Bakışlarımı Karen'a çevirdiğimde ona baktığımı anlamış olacak ki o da bakışlarını bana çevirdi. Sorun yok dercesine göz kırptı. Acıyla tebessüm ettim.

"Bunun bedeli ağır olacak Francis, biliyorsun değil mi?'' Babamın sözlerinden sonra Francis, başını dikleştirdi.

"Yaptığın tuzağa karşılık olarak sayarsın o hâlde moruk.'' Vampirlerin yaptığı hataya rağmen onları savunmuştu. Babam ise alayla nefes verdi.

O esnada ambulansın sesi etrafa bir çığ gibi büyüdü. Gelen sesle Francis gözlerini arkaya çevirdi ve kafasıyla gitme zamanı olduğunu belirtmek adına işaret verdi. Ve ardından son kez gözlerini gözlerime kısa bir süre çiviledikten sonra ortadan kayboldular. Francis ortadan kaybolduğunda babamın manzarasına girmek zorunda kaldım. Ancak sadece göz ucuyla baktım ona. Ne ona bakılacak yüzü vardı, ne de konuşacak sözü. Başımı çevirdim ve Karen'ın olduğu tarafa doğru adımlayacakken babamın sesiyle adımlarım kesildi.

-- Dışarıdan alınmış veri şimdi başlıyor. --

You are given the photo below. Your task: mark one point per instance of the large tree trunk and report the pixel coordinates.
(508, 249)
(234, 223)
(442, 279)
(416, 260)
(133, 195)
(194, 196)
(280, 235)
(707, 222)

"Pişman olacağın şeyler yapıyorsun güzel kızım.'' Sinirle dişlerimi sıktım. Kafamı arkaya çevirmedim aksine karşıya diktim.

"Sorun yok. İlk pişmanlığım değil sonuçta.''

Daha sonrasında Philip'i ambulansa alıp hastaneye götürdüler. Geri kalanlarımız ise evlere dağılmıştı. Şimdi ise gecenin karanlığıyla beraber yatakta uzanıyordum. Fakat yalnızca uzanmakla kalıyordum ki gözlerime gram uyku girmiyordu. Kulaklarımda çınlayan insanların ölümün verdiği acı dolu inlemeleri, koca kurtların o dişlerin arasında bedenden ayrılmış bir kafanın oluşu,  Bradley'in korku dolu sesleri, gözümde beliren ambulansın kendine has ışıkları...  Sanılanın aksine ben güçlü değildim. Korkuyordum. Ve bu korkunun beni bitirmesinden endişe duyuyordum. Hayatım birden tepetaklak olmuştu. Ve ben o eski sessiz sakin olan hayatımı özlemiştim.

Yatakta bir o sağ bir sola dönüp dururken telefonumdan gelen bir mesaj sesiyle gözlerimi açtım. Saate baktığımda akrep ve yelkovan 2.15'i gösteriyordu. Kaşlarımı çattım. Bu saatte kim beni rahatsız etmiş olabilirdi ki? Hızla yatağın yanındaki komodinin üzerinde olan telefonu elime aldım.

Bilinmeyen numara: Aşağı in.

Bu da kimdi?

Ben: Kimsin?

Bilinmeyen numara: Sen mi inersin yoksa ben mi camdan geleyim insancık?

Ben: Francis?

Bilinmeyen numara: Hâlâ bekliyorum.

Ben: Numaramı nereden buldun?

Bilinmeyen numara: Sarışın kızdan.

Ben: Amy?

Bilinmeyen numara: Sanırım. Daha ne kadar bekleyeceğim? Ben sabırsız bir vampirim.

Ben: Geliyorum.

Bakışlarımı telefondan ayırıp şaşkınca duvara baktım.

Neden kalbim bu kadar hızlı atıyordu ki?

Sakinleşmek adına derin nefesler almaya başladım. Sonrasında daha fazla bekletmek istemediğimden yataktan kalkıp odanın kapısını yavaşça açtım. Evdeki herkes uyuyordu. Kimseye gözükmemeliydim. Yakalanırsam başım fazlaca ağrırdı. Yavaş adımlarla dış kapıya yöneldim. Açmadan önce kapını solundaki duvarda asılı olan aynaya bakıp kendime çeki düzen verecektim ki son anda kendimi durdurdum.

Ne yapıyordum ben?

İçten içe kendime bir sabır dilenerek kapıyı açtım. Tenime değen soğukla başta titrediğimde üstümün ince olduğunu henüz yeni idrak edebilmiştim. Fakat buna aldırış etmedim.